The Scales of Justice: Groton’s 12 Angry Jurors


Adam Richins

Courtesy of Afrika Gaye 24′

12 Angry Jurors was written seventy years ago, yet it remains substantially relevant in today’s day and age. At face value, the plot seems relatively straightforward: one juror has doubts that the boy on trial is guilty and convinces the other jurors by exposing holes in the prosecution’s case. However, the play communicates a deeper message centered around the role of racial and socioeconomic dynamics in our justice system. 


When asked about what the play meant to her, Ms. Sales replied that it represents the continuous “grappling with the workings of our justice system.” Although the original production of 12 Angry Jurors cast only Caucasian males, Groton’s take on the play boasted a diverse and inclusive cast. Ms. Sales noted that she “didn’t go by identity conscious casting,” which, in a nutshell, meant that race wasn’t a factor at all in casting.

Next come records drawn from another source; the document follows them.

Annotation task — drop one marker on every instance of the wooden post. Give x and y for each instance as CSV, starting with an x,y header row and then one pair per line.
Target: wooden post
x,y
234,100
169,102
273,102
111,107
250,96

Despite changes in the play’s cast composition, actors were very conscious of the implications of the language in the play. As a member of 12 Angry Jurors’ backstage crew, throughout the development of the play, I observed how each actor grew through the lines that are challenging—lines that are often contrary to the actor’s belief systems and push them out of their comfort zone. During a rehearsal, Ms. Sales told us that the best played characters are the exact opposite of the actor who plays them. Apart from the inherent value of acting, one of the greatest gifts that these actors took away from the play was being pushed out of their comfort zones through lines, discussions, and themes.


Racial prejudice was a key component of the play’s plot. The boy on trial is of African American descent. In the play, Juror 10—a main proponent for the guilty verdict played by Jenny Polynice ’25—exclaims that, “They [the boy’s racial group] talk different, they act different … they don’t value life like we do.” Since Juror 10 is one of the three main advocates for the guilty vote, Juror 10’s racially prejudiced nature changes the play’s deeper meaning from one of doubt to one of a justice system broken by bias.  

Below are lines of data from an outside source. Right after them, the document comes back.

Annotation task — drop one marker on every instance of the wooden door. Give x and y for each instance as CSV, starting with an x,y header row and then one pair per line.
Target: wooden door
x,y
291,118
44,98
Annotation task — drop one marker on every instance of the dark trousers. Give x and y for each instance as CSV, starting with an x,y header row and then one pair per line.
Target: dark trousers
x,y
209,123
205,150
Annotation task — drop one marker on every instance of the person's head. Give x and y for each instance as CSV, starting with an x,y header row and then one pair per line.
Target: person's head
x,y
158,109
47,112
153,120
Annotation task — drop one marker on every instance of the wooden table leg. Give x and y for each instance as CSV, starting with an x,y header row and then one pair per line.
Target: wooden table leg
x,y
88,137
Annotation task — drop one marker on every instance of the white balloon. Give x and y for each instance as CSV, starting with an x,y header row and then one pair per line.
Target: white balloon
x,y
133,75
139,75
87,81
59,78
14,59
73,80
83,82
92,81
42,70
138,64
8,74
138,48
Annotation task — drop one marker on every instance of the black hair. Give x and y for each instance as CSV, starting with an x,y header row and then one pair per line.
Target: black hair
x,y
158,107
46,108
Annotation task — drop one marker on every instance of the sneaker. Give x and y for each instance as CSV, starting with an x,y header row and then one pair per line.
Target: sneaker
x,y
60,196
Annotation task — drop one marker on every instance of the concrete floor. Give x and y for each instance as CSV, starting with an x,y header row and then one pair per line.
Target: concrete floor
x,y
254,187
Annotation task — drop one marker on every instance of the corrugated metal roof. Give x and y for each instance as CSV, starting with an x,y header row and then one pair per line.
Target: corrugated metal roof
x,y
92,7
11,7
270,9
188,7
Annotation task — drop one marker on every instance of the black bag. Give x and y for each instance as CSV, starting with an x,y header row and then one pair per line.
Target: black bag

12 Angry Jurors touches upon many important subjects in our lives: race, socioeconomic status, personal motives, and bias. A line from Juror 11, played by Jessica Lee ’24, sums up the meaning of the play. Juror 11 notes the value of the legal process: “We’re notified to come down and determine the fate of someone we don’t know.” The American justice system is, as Juror 8 (Abigail Hunnewell ’23) says, a “safeguard” for democracy – one that has been put to the test and needs improvement. 

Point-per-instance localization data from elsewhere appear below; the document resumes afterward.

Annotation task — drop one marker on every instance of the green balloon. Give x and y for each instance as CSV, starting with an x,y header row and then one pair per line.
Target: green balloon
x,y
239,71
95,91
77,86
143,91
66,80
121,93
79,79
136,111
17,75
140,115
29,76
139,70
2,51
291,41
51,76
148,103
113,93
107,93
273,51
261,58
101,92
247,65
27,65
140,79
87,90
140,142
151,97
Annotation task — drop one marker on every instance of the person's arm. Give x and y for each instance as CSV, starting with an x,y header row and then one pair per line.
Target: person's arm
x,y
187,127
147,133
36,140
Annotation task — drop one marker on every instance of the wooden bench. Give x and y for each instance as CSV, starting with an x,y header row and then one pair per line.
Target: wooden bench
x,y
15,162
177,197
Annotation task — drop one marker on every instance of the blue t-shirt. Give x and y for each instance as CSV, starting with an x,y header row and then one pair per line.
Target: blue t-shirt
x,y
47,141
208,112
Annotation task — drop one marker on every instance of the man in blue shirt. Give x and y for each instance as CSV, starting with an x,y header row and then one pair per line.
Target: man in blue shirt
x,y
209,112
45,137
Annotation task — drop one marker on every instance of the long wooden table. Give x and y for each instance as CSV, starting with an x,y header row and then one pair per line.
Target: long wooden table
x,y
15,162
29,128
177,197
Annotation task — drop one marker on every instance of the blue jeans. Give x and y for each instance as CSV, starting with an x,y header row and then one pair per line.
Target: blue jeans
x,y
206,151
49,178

Most courtrooms have a statue of “Lady Justice.” She is blindfolded and holds a scale. Prejudice and personal bias in the courtroom are a major failing of the justice system. There have been far too many cases where Lady Justice isn’t blindfolded and her scale is skewed. Although 12 Angry Jurors acknowledges instances of bias clouding justice as an unfortunate reality, it encourages the audience to strive to uphold justice and to remove bias from the courtroom.